Two days after he had a bilateral meeting with Prime Minister Narendra Modi, United States President Joe Biden said that he had stressed the importance of respecting human rights and freedom of the press during his talks with his host in India.
“And, as I always do, I raised (with Modi) the importance of respecting human rights and the vital role that civil society and a free press have in building a strong and prosperous country,” Biden told journalists in Hanoi, referring to his talks with the prime minister during his recent visit to New Delhi.
Biden was on a tour to New Delhi from Friday to Sunday, primarily to attend the G20 summit, which was hosted by Modi at ‘Bharat Mandapam’ in the national capital during the weekend. He drove to the prime minister’s residence at 7 Lok Kalyan Marg soon after arriving in New Delhi for a bilateral meeting. Modi also hosted a private dinner for Biden.
The US president attended the first day of the 18th G20 summit but skipped the sessions on the second day to fly from New Delhi to Hanoi for a visit to Vietnam.
The Biden administration has been conveying to the Modi government in New Delhi its concerns over the perception in the US about the backsliding of democracy in India.
The US State Department’s annual reports on religious freedom have been referring to the alleged incidents of atrocities and violence against minority communities in India.
Biden’s Secretary of State Antony Blinken had last year said that the US was “monitoring some recent concerning developments in India, including a rise in human rights abuses by some government, police, and prison officials”. He had followed it up on June 2 that year stating that India, the world’s largest democracy and home to a great diversity of faiths, had seen rising attacks on people and places of worship.
Modi’s spectacular state visit to Washington DC and his meetings with Biden on June 22 had come under a bit of a shadow as 75 Democrat members of the American Congress wrote to the US president requesting him to convey concerns over reports of growing religious intolerance, shrinking of political space, curbs on freedom of the press and erosion of human rights in India.
At least six US lawmakers had also boycotted the prime minister’s address to a joint sitting of the US Congress – alleging repression of religious minorities during his tenure at the top office in New Delhi.
Even as Biden hosted Modi at the White House in Washington DC, former US President Barack Obama told CNN that if the rights of the minority Muslims in India were not protected, the country might someday start to pull apart.
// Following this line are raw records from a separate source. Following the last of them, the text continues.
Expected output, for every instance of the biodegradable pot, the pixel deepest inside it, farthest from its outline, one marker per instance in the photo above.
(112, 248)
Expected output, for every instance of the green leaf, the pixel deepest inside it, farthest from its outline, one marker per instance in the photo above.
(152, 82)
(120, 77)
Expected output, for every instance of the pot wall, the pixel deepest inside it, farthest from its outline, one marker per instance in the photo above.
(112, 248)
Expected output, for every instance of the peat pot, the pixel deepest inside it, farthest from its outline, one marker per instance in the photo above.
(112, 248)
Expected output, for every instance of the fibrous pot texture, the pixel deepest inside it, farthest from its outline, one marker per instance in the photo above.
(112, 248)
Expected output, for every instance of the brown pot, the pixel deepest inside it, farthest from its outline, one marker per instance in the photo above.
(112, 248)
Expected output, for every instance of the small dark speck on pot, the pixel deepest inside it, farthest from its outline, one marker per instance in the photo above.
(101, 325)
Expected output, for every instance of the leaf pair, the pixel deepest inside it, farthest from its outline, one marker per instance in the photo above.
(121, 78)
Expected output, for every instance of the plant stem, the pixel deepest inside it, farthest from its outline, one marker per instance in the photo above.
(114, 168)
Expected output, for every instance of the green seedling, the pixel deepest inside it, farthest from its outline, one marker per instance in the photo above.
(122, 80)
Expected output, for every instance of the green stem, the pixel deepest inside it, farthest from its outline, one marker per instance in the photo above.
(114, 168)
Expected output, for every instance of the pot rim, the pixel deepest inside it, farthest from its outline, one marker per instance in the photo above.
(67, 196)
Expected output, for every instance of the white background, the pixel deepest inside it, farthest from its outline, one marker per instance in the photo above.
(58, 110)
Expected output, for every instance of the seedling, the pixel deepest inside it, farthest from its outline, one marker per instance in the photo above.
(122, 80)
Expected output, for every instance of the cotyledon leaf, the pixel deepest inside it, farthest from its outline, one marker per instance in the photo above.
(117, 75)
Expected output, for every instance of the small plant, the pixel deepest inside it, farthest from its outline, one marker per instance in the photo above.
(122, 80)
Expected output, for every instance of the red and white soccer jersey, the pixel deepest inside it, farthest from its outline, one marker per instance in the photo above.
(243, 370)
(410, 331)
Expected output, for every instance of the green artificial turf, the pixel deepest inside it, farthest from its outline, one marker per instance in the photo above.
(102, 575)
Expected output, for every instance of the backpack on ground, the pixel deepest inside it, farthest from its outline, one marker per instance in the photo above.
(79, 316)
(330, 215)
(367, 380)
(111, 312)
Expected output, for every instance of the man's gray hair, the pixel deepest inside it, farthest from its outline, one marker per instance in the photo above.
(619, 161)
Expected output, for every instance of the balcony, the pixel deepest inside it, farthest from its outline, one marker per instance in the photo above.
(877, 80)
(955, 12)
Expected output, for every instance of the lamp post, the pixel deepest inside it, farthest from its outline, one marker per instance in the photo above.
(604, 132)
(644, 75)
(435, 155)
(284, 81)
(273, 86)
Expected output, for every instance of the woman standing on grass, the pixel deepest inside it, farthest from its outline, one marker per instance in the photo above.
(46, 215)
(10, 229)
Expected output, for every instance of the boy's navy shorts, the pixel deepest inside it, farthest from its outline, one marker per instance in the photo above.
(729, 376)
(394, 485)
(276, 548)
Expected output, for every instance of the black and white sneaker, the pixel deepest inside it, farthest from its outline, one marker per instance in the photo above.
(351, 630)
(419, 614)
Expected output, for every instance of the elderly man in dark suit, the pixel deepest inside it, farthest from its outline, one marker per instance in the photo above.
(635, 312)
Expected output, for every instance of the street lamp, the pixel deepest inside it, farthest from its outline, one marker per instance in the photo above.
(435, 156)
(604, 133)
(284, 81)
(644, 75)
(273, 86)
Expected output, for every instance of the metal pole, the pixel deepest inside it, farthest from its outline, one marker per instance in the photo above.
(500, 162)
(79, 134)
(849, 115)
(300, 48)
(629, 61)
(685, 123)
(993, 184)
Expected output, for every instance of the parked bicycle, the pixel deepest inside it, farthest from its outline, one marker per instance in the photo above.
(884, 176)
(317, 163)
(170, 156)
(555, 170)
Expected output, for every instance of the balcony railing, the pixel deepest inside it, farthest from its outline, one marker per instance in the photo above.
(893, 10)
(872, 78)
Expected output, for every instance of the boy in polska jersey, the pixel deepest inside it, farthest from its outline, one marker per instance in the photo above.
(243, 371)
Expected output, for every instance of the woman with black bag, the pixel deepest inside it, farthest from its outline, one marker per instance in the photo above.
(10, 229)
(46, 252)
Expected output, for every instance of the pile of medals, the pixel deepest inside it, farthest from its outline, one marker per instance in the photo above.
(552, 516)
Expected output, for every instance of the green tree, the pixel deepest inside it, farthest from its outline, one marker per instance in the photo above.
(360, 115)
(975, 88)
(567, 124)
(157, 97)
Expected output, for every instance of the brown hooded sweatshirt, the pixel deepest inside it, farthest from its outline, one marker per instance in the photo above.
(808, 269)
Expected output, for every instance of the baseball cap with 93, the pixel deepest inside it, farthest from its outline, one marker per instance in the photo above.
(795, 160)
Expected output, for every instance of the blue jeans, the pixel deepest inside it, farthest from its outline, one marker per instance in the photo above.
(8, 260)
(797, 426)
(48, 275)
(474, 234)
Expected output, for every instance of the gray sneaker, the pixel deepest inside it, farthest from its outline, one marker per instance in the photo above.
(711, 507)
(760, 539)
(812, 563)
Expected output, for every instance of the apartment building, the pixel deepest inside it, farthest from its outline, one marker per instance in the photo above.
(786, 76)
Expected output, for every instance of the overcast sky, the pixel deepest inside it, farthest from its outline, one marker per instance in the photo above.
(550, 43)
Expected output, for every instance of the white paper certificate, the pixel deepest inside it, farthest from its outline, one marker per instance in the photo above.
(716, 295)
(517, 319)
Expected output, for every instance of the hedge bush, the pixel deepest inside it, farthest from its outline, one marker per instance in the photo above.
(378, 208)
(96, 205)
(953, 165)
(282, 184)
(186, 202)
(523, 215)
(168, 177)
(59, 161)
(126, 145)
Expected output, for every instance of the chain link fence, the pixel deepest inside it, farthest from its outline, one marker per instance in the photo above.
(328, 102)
He had even suggested that the issue of protection of minority Muslims in Hindu-majority India was worth mentioning if the president of the US had a meeting with the prime minister of India.
Modi did not directly respond to Obama, but the former US president did draw flak from the ruling BJP’s leaders in India, including heavyweights like union Finance Minister Nirmala Sitharaman, Defence Minister Rajnath Singh and Assam Chief Minister Himanta Biswa Sharma.
A Wall Street Journal scribe, Sabrina Siddiqui, was also at the receiving end of a campaign on social media platforms as she had asked a question to the prime minister during his joint press conference with the US president at the White House on June 22 about the state of democracy and religious freedom in India. The online harassment of the journalist had been criticised by the White House.
Though several journalists accompanied the US president from Washington DC aboard Air Force One to cover his recent tour to New Delhi and Hanoi, they were not allowed to be present during his meeting with Modi.
When the US president meets any other world leader in Washington DC or anywhere else, they generally jointly address the journalists at the beginning of the talks and then again jointly interact with them after the meeting.
As it was not going to happen for the Modi-Biden talks in New Delhi, the journalists asked for the reasons during an interaction with Biden’s National Security Advisor Jake Sullivan aboard Air Force One even before the US president landed in the national capital of India. Sullivan replied that it was not a usual bilateral engagement and since Modi would host Biden at his residence, Washington DC had to accept the protocol set by New Delhi.